I think it's very important to have an interface where the indexing program has direct access to the databases. As an experiment, last night I directed htDig to index the openacs bboards. While I left all the spidering parameters at their default the result was that it took an hour an ten minutes to index 2898 documents. So not only was spidering slow, but a spidering solution doesn't make it easy to perform incremental indexing. I think a db driven search filter would make incremental indexing much much easier. (The one difficulty with incremental indexing with all three of these programs is that none of the programs make it possible to delete from the index, so periodically, the entire index must be rebuilt to eliminate false positives.)
The htdig spidering solution is fine for sites where the searchable content doesn't change frequently, but I would probably want something better for a site with active bboards or wps.
(Other statistics from that experiment: using 20% of the CPU (one PIII 500), it looked through a million words finding about 60,000 unique words. It built a 700K index, and a 1.2M excerpts database. When I get a chance, I will open up that htDig index so that everyone can play with it and with no disparagement towards Don, it is a much more powerful interface than the standard out of the box search solution. (Example, I can easily search for threads containing adida but not mello.)
That said, I don't care whether the searching program runs embedded with AOLserver or as an external process.
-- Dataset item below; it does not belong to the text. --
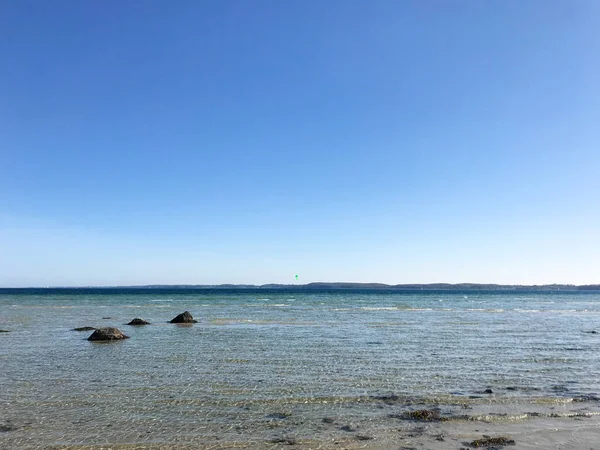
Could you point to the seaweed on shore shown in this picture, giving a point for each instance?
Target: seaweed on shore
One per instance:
(421, 415)
(488, 441)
I started cobbling together a SWISH-E AOLserver module, but my intention was STILL to run that as a separate AOLserver. Mainly I was using the AOLserver to get cheap and quick daemon, chroot, threading solution that can be controlled with tcl scripts and scheduled procs. (I also figure that a nice extension to SWISH-E, SWISH++, or htDig would be to expose the search interface as either a) separate webserver, b) socket driven, c) XML-RPC search engine.)
I believe it is possible to design a process in which authors created abstracts and stored them in meta keywords that either of these three search engines can get to. htDig will make excerpts on the fly, meaning that what it returns as the excerpt contains at least one of the search items. Again, user preference as to which is better.